This was initially impossible, and then was resolved with support for client certificates, which the API API gateway could use for authentication for your services. This was a good solution and still available, but it still requires your services to be open - at least in a sense - on the Internet.
In November 2017, AWS released a new feature that allows you to actually create a network path between the API gateway and your internal services.
You can now provide access to HTTP (S) resources in your Amazon Virtual Private Cloud (VPC) without exposing them directly to the public Internet. You can use Gateway APIs to create an API endpoint integrated with your VPC. You create an endpoint for your VPC by setting up a VPC connection between your VPC and the Network Load Balancer (NLB), which provides elastic load balancing.
https://aws.amazon.com/about-aws/whats-new/2017/11/amazon-api-gateway-supports-endpoint-integrations-with-private-vpcs/
The following is a historical context.
At the moment there is no simple and reliable way to do this, because your services available for the API gateway must be accessible through / open to the public Internet, and there is no built-in trust mechanism through which you can be sure that such a request really arose from any Deploying an API gateway, much less deploying your API gateway.
Amazon seems to have solved the problem of authenticating requests to your internal services, as it certainly came not only from the Gateway API, but also from your instance of the API gateway. As before, the endpoints should still be exposed to the Internet because the source IP address is not predictable, but the API gateway now supports SSL client certificates, which the reverse side of the API gateway uses for the authentication on the front of your server service, which calls API gateway.
Q: Can Amazon API Gateway work in Amazon VPC?
Not. Amazon API endpoints are always publicly available on the Internet. Proxy requests for backend operations must also be publicly available on the Internet. However, you can create a client-side SSL certificate in the Amazon API gateway to verify that requests to your backend systems were sent by the API gateway using the public key of the certificate.
Q: Can I verify that this is the API gateway calling my server?
Yes. Amazon API Gateway can generate an SSL certificate on the client side and provide access to the public key of this certificate. Calls to your server can be made using the generated certificate, and you can check the calls coming from the Amazon API gateway using the public key of the certificate.
- https://aws.amazon.com/api-gateway/faqs/#security
When you create a client certificate in the Gateway API console, you are provided with a public key for this certificate. For security reasons, the private key is stored in the API gateway and is not available to you. The Gateway API will present the public key for your back-end when negotiating SSL. Any peer that does not represent the same public key is not an API gateway, and your back-end should strip SSL negotiation.

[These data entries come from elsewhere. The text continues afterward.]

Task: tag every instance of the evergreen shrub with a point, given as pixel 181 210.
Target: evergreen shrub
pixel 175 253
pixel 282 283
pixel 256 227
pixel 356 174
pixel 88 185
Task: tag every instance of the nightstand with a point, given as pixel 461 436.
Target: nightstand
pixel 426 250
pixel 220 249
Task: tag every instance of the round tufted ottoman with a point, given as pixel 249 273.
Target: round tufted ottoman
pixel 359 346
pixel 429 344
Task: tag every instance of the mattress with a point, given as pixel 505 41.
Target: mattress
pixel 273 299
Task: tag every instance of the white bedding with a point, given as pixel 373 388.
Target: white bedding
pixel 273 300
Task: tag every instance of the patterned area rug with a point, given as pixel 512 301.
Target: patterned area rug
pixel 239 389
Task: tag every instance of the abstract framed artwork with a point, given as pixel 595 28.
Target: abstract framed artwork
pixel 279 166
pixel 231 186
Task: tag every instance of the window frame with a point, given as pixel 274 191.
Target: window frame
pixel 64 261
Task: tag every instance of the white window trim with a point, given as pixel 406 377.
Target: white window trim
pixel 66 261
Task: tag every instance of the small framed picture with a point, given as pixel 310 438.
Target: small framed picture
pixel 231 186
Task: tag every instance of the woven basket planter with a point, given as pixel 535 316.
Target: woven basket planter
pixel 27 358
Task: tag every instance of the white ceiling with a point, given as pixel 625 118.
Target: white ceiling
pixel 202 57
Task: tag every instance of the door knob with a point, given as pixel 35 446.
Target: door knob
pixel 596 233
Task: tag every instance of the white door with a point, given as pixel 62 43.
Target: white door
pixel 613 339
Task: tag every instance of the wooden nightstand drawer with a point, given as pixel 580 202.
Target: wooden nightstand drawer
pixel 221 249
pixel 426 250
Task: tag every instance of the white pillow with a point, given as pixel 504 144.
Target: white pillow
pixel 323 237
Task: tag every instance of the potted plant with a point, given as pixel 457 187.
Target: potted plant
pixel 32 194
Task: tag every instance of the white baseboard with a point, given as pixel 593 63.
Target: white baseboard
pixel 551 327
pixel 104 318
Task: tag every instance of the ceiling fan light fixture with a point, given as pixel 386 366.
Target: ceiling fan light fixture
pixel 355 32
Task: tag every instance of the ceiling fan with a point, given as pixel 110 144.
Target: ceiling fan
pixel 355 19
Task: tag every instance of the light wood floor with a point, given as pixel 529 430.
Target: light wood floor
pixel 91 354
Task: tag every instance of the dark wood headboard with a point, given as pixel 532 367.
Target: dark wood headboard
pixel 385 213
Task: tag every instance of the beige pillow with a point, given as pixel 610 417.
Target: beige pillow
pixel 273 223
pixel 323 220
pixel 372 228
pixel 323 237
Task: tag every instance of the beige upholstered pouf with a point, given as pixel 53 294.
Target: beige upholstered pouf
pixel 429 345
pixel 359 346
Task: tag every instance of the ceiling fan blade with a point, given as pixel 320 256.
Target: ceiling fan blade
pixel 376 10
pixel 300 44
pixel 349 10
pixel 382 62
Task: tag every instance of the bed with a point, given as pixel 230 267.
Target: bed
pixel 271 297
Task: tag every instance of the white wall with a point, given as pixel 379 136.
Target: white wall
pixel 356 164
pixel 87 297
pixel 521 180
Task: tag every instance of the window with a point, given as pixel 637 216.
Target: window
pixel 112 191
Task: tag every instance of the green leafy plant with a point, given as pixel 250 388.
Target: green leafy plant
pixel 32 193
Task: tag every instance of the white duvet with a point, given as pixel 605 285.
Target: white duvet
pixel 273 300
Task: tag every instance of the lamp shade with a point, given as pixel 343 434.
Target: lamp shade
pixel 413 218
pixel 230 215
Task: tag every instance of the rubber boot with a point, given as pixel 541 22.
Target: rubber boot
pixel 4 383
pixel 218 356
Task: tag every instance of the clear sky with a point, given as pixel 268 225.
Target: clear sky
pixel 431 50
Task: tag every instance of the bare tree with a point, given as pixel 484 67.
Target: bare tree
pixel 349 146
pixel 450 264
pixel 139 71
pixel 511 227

If an attacker should ever own a public key, they still will not be able to communicate with your internal server via SSL, because they lack the associated private key, which is known only to the Gateway API. (Your interaction side will be encrypted using your SSL certificate and the associated private key, which, of course, is known only to you.)
This feature eliminates what previously seemed to be a significant limitation of the API gateway utility API API gateway ... limiting this value, in fact, that when I discovered the revised information above, I began to doubt myself: If that were all there time, and somehow I managed to miss it? The Wayback Machine says no, it's new. This information was added in September 2015.